Friday 29 March 2013

Friday 29th March 2013

Liam is in the police station.

Ava gets a threat in the mail. DUN DUN DUN!

Bianca tells Liam she grassed him up and the interview begins!

Dexter Fletcher is fretting over his mother but she insists she doesn't need a bodyguard.

The Walford PD try to interview Liam but they've got Bianca shouting the odds BECAUSE SHOUTING EQUALS DRAMA! Thankfully, Liam wants someone that isn't the gingah whingah.

Lest that doesn't set your pulse racing, it's back to THE CAKE WARS! More heart pounding action than anyone can handle as Ian tells Denise his plans.

The police try to get some answers out of Liam but he ain't a snitch, guvnah!

DA YOUFFFFFFFF apparently all got bailed without charge and so Liam runs off to kiss and make-up with Kane. Aww, young love!

The car crash of Ava and Billy Idiot continues. Yawn.

Bianca needs to get to the estate - how far away is this estate? Oh, right - as far away as the plot needs it to be. This seems fairly ridiculous as Liam is there in a trice, IMMEDIATELY meeting up with DA YOUFF. Goodness, it's like trying to find a needless in a haystack... except the needle is made of a ferrous material and you've got a GIGANTIC ELECTROMAGNET.

Sharon - insufferable person she is - has decided as the world revolves around her, that the most reasonable thing to do due to her busy day (scoff!) is to move the cake tasting FORWARD... Oh, that's not asinine at all! This flusters Ian and he has to rush off to get icing sugar... but Jean gets the last box, she even suggests he go to a supermarket. That's really where you should do all your shopping to be fair.

Ian then launches into a speech about how Jean should understand him going nanners because she's the village mad woman. He seems extremely contrite... which runs in direct contrast to how he was last night when one could be forgiven for thinking he'd regressed to the Ian Beale of yore.

Billy Idiot tells his sob story to Ava but is interrupted by the arrival of Dexter Fletcher, who updates his mother on Liam's incredible teleportation to the estate where he was able to almost INSTANTLY be found by the gang, who were then instantly found by him... a lot of coincidences, eh? Billy Idiot then offers his help and Dexter Fletcher gives him a look akin to something you'd scrape off your shoe... which is really a look he should get every waking moment.

Bianca is now on the estate and trying to call the bluff of Kane's mad dog father... before we see if he'd break her arm, Misery Guts Carol appears to call her away.

Liam and the gang are now in a playground as Kane appears, looking none too happy.
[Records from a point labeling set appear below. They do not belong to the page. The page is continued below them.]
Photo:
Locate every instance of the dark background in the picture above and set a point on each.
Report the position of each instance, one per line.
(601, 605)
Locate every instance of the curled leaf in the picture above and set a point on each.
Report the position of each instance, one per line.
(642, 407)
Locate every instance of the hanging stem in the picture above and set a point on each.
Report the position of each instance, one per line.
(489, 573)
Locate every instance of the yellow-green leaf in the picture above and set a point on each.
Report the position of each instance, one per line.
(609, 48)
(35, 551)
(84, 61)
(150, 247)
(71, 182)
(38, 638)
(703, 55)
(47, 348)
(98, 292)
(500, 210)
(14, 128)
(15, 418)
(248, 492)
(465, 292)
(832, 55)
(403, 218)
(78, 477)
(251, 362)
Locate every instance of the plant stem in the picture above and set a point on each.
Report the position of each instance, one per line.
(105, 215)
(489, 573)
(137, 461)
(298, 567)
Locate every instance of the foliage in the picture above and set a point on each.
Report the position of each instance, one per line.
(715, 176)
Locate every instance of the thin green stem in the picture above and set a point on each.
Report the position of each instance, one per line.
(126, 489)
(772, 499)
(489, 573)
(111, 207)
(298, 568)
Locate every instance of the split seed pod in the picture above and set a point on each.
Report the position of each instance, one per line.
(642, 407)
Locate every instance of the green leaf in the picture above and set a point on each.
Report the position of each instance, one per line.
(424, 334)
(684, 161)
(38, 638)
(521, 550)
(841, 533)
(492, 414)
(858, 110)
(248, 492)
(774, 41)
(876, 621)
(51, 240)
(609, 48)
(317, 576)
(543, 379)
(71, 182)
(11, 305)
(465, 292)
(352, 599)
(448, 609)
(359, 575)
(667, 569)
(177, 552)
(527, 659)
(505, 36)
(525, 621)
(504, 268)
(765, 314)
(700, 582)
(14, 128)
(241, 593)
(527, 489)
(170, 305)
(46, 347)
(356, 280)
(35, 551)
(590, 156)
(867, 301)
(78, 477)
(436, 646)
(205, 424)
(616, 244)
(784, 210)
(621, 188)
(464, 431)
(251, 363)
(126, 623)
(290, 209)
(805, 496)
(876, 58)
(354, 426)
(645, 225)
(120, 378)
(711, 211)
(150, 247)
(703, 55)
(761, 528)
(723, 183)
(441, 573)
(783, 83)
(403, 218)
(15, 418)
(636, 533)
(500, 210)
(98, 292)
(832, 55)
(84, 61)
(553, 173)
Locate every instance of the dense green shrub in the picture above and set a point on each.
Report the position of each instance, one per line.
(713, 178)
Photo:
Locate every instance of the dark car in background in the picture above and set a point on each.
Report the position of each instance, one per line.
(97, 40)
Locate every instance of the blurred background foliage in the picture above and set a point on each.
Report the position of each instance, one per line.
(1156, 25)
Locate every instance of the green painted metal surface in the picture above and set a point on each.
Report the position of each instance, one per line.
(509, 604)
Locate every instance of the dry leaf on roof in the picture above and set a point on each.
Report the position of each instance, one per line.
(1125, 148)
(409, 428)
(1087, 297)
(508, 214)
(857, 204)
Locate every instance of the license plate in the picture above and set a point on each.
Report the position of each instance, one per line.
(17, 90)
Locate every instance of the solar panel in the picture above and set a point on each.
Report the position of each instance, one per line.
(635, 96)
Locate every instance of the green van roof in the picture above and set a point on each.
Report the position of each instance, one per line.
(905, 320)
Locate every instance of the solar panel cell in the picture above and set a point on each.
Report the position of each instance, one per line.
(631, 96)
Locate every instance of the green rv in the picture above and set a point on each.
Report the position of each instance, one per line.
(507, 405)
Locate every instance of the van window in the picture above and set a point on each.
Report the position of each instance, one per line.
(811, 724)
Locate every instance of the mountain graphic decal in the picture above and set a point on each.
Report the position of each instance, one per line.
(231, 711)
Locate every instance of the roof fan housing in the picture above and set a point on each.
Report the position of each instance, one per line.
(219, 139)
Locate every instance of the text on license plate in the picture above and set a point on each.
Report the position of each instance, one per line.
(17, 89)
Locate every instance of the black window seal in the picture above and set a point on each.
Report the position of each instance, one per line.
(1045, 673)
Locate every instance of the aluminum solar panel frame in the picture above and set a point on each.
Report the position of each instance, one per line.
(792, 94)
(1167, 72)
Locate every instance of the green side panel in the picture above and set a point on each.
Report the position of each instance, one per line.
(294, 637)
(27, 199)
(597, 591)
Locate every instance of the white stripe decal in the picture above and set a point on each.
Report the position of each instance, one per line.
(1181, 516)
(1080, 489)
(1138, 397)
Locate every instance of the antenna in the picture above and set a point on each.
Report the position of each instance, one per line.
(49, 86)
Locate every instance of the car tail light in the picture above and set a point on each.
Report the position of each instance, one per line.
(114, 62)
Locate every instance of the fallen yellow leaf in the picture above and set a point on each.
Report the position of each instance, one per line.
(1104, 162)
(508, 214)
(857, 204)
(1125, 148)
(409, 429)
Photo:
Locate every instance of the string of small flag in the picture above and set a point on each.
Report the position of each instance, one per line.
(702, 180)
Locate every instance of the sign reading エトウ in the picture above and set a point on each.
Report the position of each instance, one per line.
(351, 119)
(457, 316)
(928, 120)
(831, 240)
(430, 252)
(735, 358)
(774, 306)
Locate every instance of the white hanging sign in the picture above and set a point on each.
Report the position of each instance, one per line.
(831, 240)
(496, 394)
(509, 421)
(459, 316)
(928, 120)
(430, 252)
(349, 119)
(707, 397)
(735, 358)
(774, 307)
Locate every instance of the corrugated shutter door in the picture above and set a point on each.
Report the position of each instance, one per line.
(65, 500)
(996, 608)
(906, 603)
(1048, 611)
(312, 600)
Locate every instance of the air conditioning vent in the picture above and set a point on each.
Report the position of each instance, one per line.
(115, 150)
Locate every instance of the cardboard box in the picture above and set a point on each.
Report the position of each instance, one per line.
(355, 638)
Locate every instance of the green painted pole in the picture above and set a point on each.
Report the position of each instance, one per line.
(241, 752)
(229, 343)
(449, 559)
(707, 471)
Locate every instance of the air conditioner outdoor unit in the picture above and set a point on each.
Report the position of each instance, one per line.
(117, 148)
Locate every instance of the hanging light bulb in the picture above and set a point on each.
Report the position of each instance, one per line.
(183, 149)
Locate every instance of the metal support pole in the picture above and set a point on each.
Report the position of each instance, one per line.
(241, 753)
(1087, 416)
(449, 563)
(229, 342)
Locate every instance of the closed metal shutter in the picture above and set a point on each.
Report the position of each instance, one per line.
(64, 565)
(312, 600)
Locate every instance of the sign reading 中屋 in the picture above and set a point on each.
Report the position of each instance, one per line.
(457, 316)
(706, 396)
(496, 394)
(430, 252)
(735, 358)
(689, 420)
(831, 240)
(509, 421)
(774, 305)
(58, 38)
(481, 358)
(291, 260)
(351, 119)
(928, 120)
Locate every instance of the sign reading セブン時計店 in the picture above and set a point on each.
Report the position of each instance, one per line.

They try to generate tension but utterly fail, even as they all circle around them and Bianca runs down stairs... wow, even when Liam gets stabbed it's pretty dull.

To add to the dull - Denise is getting stood up by Ian due to CAKE WARS!

The Butcher boy is now in the hospital and blames Bianca for his predicament... eh, with the ginger whinger as your mother you're pretty much playing Russian roulette with only one chamber empty.

As the Cake Wars drag on, Sharon likes Ian's cake but he's suspicious that Jean has thrown the contest.

Bianca decides to vent her frustration on a vending machine and then a security guard. If there's a problem she can't make worse by shouting at it, she hasn't found it! Fortunately, Ava intercedes.

The Cake Wars are finally over and Ian gracefully invites Jean to help him with the buffet.

Sadly, Liam is going to be fine... and Misery Guts Carol says the most ridiculous thing ever... the police can protect Liam 24/7, or at least that's the direct implication of her words. Uh, no. No they can't. The real police couldn't do that and the Walford police is orders of magnitude more inept.

Denise being well aware of Ian's mental health concerns decides the best way to react to him being late for their lunch date is to shove cake in his face... Young at heart? Are all the women trying their best to act like petulant children? All it takes is a grovelling apology and bribery for him to win his heart back into her affections... after all, it's not as if that was a colossal over-reaction or anything! It really does seem as if the Crayon Crew will not rest until women are chained to the stove and can no longer vote.

Bianca does some crying - because crying also equals drama - and then one of Walford's finest shows up to tell her getting stabbed will change Liam's mind.

Ava returns home to find her place has been trashed. Dexter Fletcher is OK but he says they need to leave the ghetto.

Finally we have Bianca telling Liam he started this and he needs to end it and then she walks out to have a cry because crying is dramatic! You know, for an episode where someone was stabbed this really would have had to work hard to be more tedious and lacklustre.